Solved: CUCM 6.1 A Cisco DB not starting after power outage

IT_Luke · ‎06-26-2024

A customer has a (very) old twin CUCM 6.1 cluster with 2 hp DL320 G5. After a power outage the phones wouldn't register and was unable to access the Administrative CM interface (Database communication error). After doing some digging from the console the problem is that the "A Cisco DB" is not starting or running on the primary node which explains the situation. Apparently something got corrupted and needs to be fixed during the power outage (considering it's a soft raid with write back cache enabled, it's not surprising). I couldn't locate any valid backup tar of this instance (backups were enabled but the target machine was taken offline about 8 years ago from what I gathered). At the moment there are only 4 phones connected (there were over 40 but everything shrunk drammatically) so starting from a new DB would probably be the smarter solution if possible but before we do I'd like to see if the DB can be recovered.
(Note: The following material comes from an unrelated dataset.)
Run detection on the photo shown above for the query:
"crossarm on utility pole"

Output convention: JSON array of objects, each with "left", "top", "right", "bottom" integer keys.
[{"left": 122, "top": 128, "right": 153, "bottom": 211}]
I know there is no default root access (at least without TAC creating one which is impossible with this unsupported version) so I found a linux mint distro with the Intel rg chipset support drivers to recognise the (fake) RAID 1 (mounted in /PartB under /media/mint/_partB), mounted it and added a user with proper shell and sudo privs without touching the default root user. Poking around I found that the DB is a postgres type but I found no apparent errors in the logs I checked until now (they are not in the default directories). As these services are pretty tailored and the way they are brought up is not the default init.d way (called through a "Service Manager"), if anyone has any pointers or suggestions as to where to look for more info that would be appreciated!

IT_Luke · ‎06-26-2024

After dedicating a couple of hours to the FS and related services (tomcat and java based) I found the culprit: it was a corrupted prefs.xml file under the /usr/local/cm/conf/dbl subdirectory which made the preferences.py imported by the startdbl script fail. Emptying this XML file solved the issue as it was subsequently recreated runtime (as others) by the db start-up script procedure (if inconsistent XML data is found in the XML file, the python script aborts and does not recreate it autonomously). FYI this script (and others) can be located under /usr/local/cm/bin/. It's a pity no informational logs or error outputs are reported through the usual console (utlls service start A Cisco DB just returns "not started" without further info). Only through a manual launch of "startdbl start" will you see any error outputs, which took a while to trace back to.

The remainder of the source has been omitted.